"Have this mind among yourselves, which is yours in Christ Jesus, who, though he was in the form of God, did not count equality with God a thing to be grasped, but emptied himself, by taking the form of a servant, being born in the likeness of men. And being found in human form, he humbled himself by becoming obedient to the point of death, even death on a cross. Therefore God has highly exalted him and bestowed on him the name that is above every name, so that at the name of Jesus every knee should bow, in heaven and on earth and under the earth, and every tongue confess that Jesus Christ is Lord, to the glory of God the Father." Paul to the persecuted at Philippi (2:5-11)

Sunday, March 27, 2011

Holy Failure

Let the gentle reader from Carnegie beware.
Tomorrow in the Lenten series in my parish we'll be talking about failure.

The whole point of this Lent is for corporate self-examination and discernment.
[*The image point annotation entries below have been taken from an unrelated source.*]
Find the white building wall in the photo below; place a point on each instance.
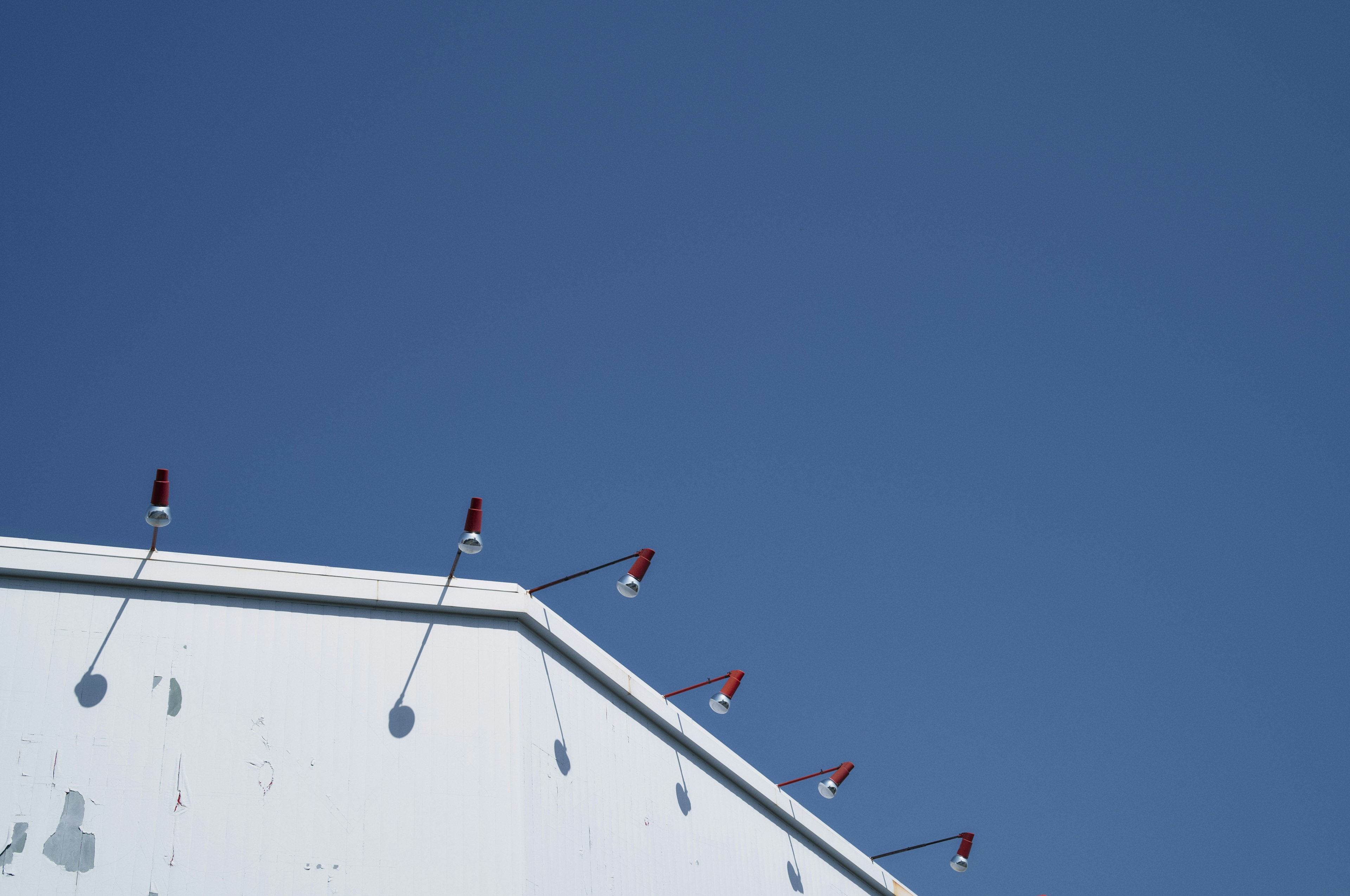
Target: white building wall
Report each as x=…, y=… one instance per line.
x=289, y=768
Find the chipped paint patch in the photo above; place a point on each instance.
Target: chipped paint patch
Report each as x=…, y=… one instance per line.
x=266, y=775
x=68, y=845
x=17, y=844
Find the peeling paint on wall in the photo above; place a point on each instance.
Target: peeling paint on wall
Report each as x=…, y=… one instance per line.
x=17, y=844
x=68, y=845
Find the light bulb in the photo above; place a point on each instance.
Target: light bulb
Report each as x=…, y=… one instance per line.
x=632, y=581
x=473, y=539
x=159, y=513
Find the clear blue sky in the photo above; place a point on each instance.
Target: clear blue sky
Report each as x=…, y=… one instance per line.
x=978, y=373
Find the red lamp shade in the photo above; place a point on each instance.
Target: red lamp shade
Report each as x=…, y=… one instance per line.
x=159, y=513
x=831, y=786
x=473, y=539
x=723, y=700
x=632, y=581
x=963, y=853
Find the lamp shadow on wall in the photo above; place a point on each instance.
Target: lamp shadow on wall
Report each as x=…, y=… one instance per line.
x=401, y=718
x=565, y=763
x=682, y=788
x=91, y=689
x=794, y=878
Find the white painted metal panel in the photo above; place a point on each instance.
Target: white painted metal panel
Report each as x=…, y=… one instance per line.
x=358, y=745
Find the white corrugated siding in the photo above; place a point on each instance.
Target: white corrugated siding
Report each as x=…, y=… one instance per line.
x=280, y=772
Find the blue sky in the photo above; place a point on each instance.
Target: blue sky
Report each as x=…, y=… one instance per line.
x=977, y=372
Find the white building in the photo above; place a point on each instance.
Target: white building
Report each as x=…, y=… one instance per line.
x=192, y=725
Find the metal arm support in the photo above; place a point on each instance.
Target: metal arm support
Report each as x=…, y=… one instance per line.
x=920, y=846
x=582, y=573
x=824, y=771
x=696, y=686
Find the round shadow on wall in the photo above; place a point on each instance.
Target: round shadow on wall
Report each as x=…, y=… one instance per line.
x=682, y=798
x=91, y=690
x=401, y=720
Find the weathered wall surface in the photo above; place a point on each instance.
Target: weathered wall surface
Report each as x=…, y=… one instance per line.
x=184, y=743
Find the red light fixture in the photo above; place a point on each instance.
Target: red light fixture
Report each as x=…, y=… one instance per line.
x=723, y=702
x=159, y=513
x=831, y=786
x=631, y=582
x=963, y=853
x=472, y=540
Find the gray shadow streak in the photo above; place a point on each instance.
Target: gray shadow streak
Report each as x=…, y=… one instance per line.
x=91, y=689
x=682, y=788
x=793, y=876
x=401, y=718
x=565, y=763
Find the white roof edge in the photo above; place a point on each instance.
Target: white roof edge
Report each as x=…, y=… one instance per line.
x=25, y=558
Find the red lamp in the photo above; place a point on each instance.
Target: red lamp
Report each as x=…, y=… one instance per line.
x=631, y=582
x=963, y=853
x=472, y=540
x=831, y=786
x=723, y=702
x=159, y=513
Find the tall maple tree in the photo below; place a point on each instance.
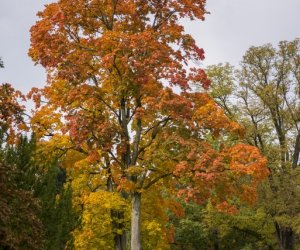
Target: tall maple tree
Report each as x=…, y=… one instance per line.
x=112, y=69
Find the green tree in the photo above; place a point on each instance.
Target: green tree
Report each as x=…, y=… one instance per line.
x=263, y=94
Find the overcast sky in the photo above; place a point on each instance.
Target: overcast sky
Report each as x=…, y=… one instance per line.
x=231, y=28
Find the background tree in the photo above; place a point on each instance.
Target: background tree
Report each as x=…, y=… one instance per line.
x=265, y=98
x=112, y=66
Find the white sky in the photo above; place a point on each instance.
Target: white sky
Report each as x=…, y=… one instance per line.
x=231, y=28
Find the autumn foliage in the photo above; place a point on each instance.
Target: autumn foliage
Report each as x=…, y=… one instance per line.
x=119, y=93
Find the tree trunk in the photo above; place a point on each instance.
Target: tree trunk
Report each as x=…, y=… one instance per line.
x=120, y=241
x=285, y=236
x=136, y=222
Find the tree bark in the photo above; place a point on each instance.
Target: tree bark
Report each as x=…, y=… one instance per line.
x=285, y=236
x=136, y=222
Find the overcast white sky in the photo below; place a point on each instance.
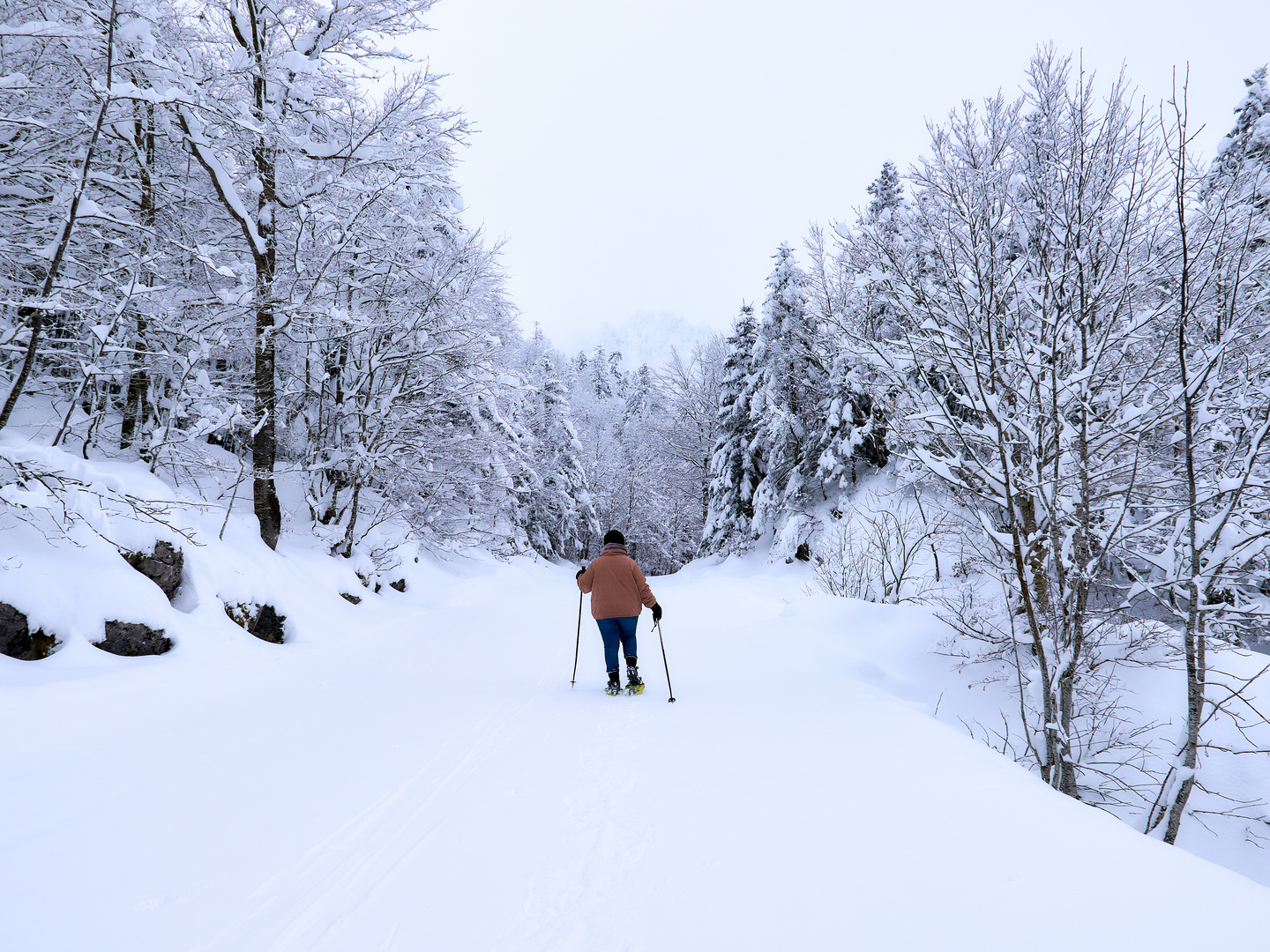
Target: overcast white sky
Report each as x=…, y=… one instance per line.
x=649, y=156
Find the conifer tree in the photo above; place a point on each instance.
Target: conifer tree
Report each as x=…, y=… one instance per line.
x=790, y=385
x=736, y=470
x=559, y=510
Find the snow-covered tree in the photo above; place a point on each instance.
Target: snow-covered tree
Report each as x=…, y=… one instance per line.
x=790, y=383
x=736, y=464
x=557, y=509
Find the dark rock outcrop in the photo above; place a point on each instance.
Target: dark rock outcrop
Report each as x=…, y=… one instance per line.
x=132, y=639
x=262, y=621
x=163, y=566
x=18, y=641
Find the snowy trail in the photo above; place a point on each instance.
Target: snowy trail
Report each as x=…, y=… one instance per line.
x=441, y=787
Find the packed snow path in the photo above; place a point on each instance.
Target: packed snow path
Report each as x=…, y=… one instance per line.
x=430, y=781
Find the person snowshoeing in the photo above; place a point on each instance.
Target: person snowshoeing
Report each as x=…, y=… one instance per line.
x=619, y=591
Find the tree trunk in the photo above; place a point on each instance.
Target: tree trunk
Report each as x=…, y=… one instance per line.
x=136, y=407
x=265, y=443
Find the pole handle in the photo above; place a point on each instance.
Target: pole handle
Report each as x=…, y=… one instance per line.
x=577, y=643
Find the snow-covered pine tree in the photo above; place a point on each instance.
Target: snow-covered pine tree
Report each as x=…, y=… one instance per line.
x=791, y=383
x=1244, y=156
x=557, y=512
x=736, y=466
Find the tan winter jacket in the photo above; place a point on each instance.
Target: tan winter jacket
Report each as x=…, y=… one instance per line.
x=617, y=587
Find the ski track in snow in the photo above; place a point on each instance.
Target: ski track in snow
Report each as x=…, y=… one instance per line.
x=442, y=787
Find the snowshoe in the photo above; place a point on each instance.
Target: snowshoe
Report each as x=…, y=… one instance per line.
x=634, y=686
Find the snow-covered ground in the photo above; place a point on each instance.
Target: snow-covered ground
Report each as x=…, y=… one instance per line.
x=415, y=772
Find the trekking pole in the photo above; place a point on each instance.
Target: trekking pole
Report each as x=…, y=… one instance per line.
x=576, y=643
x=658, y=626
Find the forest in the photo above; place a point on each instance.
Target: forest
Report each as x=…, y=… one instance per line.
x=1025, y=383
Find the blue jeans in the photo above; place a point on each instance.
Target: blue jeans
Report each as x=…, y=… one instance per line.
x=614, y=631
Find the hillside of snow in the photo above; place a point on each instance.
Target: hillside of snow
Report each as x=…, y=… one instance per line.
x=415, y=770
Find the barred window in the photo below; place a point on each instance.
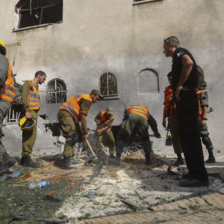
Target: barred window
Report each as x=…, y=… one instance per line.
x=56, y=91
x=108, y=85
x=148, y=81
x=37, y=12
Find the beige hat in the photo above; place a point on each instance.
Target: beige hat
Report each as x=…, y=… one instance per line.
x=96, y=92
x=110, y=110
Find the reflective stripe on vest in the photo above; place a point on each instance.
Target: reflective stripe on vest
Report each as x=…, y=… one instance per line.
x=33, y=97
x=103, y=119
x=8, y=91
x=200, y=109
x=140, y=110
x=73, y=107
x=169, y=106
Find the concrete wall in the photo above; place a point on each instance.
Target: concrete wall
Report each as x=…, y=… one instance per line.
x=99, y=36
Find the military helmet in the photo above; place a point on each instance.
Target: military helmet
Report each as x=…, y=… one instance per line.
x=203, y=85
x=110, y=110
x=27, y=123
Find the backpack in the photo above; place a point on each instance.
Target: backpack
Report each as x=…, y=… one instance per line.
x=17, y=104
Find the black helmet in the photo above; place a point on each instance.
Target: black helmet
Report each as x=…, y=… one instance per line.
x=203, y=85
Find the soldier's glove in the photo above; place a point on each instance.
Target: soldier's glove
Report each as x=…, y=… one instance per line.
x=157, y=135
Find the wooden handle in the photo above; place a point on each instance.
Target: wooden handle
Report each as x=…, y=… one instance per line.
x=90, y=147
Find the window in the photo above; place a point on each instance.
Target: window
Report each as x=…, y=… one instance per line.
x=37, y=12
x=138, y=2
x=108, y=85
x=56, y=91
x=148, y=81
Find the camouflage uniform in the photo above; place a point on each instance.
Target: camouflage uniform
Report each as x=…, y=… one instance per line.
x=28, y=136
x=5, y=160
x=69, y=128
x=105, y=136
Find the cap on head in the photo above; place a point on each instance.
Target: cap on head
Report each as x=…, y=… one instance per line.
x=203, y=85
x=172, y=39
x=2, y=48
x=110, y=110
x=96, y=92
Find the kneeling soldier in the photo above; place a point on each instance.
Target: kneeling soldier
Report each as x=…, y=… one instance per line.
x=70, y=114
x=136, y=121
x=104, y=120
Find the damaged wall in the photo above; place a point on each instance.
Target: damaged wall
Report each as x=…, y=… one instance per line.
x=114, y=36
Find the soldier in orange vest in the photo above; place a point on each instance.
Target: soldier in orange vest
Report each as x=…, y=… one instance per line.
x=73, y=111
x=31, y=106
x=104, y=120
x=169, y=113
x=203, y=109
x=7, y=95
x=137, y=120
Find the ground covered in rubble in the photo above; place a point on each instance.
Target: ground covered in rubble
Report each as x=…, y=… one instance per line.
x=90, y=191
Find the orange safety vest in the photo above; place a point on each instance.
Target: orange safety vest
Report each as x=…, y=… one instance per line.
x=73, y=107
x=33, y=98
x=200, y=109
x=169, y=105
x=140, y=110
x=8, y=91
x=103, y=118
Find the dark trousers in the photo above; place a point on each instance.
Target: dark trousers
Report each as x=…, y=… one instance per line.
x=187, y=114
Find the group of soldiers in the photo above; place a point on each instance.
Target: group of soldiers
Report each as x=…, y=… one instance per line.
x=185, y=109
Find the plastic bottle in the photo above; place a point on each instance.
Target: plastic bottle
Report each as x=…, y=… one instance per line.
x=40, y=184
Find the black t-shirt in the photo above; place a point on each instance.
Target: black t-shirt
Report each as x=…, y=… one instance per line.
x=192, y=80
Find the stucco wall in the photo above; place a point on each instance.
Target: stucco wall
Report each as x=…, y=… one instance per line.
x=99, y=36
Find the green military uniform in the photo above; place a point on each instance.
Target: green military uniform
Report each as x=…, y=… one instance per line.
x=174, y=129
x=135, y=124
x=69, y=128
x=203, y=101
x=5, y=159
x=105, y=136
x=28, y=136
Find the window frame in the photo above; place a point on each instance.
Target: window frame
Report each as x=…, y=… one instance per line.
x=55, y=92
x=40, y=19
x=157, y=79
x=109, y=96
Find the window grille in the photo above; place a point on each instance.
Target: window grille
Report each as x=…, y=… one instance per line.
x=37, y=12
x=56, y=92
x=148, y=81
x=108, y=85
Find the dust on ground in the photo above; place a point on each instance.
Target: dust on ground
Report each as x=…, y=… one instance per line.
x=90, y=191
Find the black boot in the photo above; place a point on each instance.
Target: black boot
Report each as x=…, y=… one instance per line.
x=67, y=164
x=211, y=158
x=28, y=162
x=118, y=159
x=8, y=161
x=147, y=159
x=75, y=161
x=179, y=160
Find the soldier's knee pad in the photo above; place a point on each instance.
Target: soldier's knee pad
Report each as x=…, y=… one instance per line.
x=147, y=146
x=72, y=139
x=207, y=141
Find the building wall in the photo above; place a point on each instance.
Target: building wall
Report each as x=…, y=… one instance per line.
x=101, y=36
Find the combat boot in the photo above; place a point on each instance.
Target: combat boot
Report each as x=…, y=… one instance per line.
x=179, y=160
x=211, y=158
x=117, y=159
x=8, y=161
x=67, y=164
x=147, y=159
x=28, y=162
x=75, y=161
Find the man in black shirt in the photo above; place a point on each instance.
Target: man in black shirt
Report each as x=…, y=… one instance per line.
x=184, y=85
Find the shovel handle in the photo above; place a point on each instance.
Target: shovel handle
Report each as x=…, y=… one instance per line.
x=90, y=148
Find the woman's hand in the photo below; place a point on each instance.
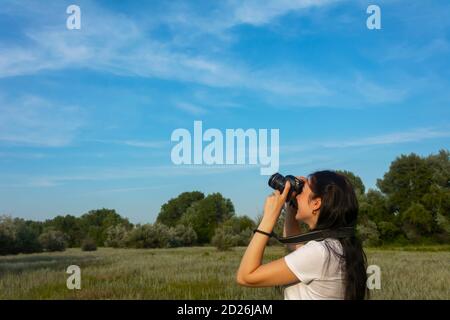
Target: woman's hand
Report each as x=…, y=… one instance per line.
x=274, y=203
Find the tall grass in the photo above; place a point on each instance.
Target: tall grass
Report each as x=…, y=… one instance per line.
x=197, y=273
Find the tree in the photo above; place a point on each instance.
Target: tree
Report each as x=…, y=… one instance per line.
x=172, y=210
x=205, y=215
x=181, y=235
x=355, y=180
x=408, y=179
x=71, y=226
x=96, y=222
x=53, y=241
x=7, y=235
x=116, y=236
x=88, y=245
x=224, y=238
x=26, y=238
x=419, y=218
x=149, y=236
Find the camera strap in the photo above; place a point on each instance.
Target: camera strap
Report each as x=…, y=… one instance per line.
x=317, y=235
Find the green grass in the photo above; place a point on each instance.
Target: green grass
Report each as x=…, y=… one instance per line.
x=200, y=273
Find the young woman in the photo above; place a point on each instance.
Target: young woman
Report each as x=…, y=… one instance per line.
x=327, y=269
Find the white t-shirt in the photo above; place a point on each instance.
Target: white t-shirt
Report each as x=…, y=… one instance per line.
x=309, y=264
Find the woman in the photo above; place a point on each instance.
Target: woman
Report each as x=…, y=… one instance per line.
x=328, y=269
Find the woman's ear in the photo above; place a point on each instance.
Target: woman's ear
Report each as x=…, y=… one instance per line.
x=316, y=203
In this difficult season, who are we, and are we being the people God has called us to be? Where are we going, and is that the same as where God is leading us?

We've done the easy work. We've talked about our history and about our successes... the fun stuff. Tomorrow we'll talk about failures.

God uses our failures. That's the whole nature of God, that when we ruin it all, he redeems it; what we intend even for harm, he can turn to good. Or simply said, that all things work together for the good of those who love the Lord.

But admitting failure, allowing failure to work for our good, requires humility that most of us are loathe to exercise. A corporate environment is a difficult one for airing failure, even corporate failiure. We don't like to say we're not perfect, not good at something, not all right.

But there are gaps in every parish, brokenness in every community. And these things need to be acknowledged to be addressed.

We'll also be reading tomorrow from Revelation 3:1-6, a letter to a community on the brink of ultimate failure; a people who had marginalized Christ's followers within even the Church itself. There are rough words about being dead, needing to wake up, being soiled, needing to repent, being judged. The letter is full of contrasts, the soiled and those who will wear white, the dead and the living, victory and failure.

But are we willing to sacrifice our idea of victory in order to avoid ultimate failure? Do we abandon our idea of the good life in order to truly live?

I suspect that if I asked the congregation how many of them wanted the church to grow, every hand would go up. If I asked them how many of them wanted the church to change, how many hands would stay up? Growing means change, even as new people bring their faith to the community. Growing means change as God shapes us. But so many just want new contributors to their church, keep it the way it is, just add new donors. Let them give money, but not contribute themselves. Let us make new members, without the work of new believers. Let us have our victory, the future we desire, without price.

I'm dubious. I don't expect talking about failure to go easily with crowd of sturdy South Hills Pittsburghers.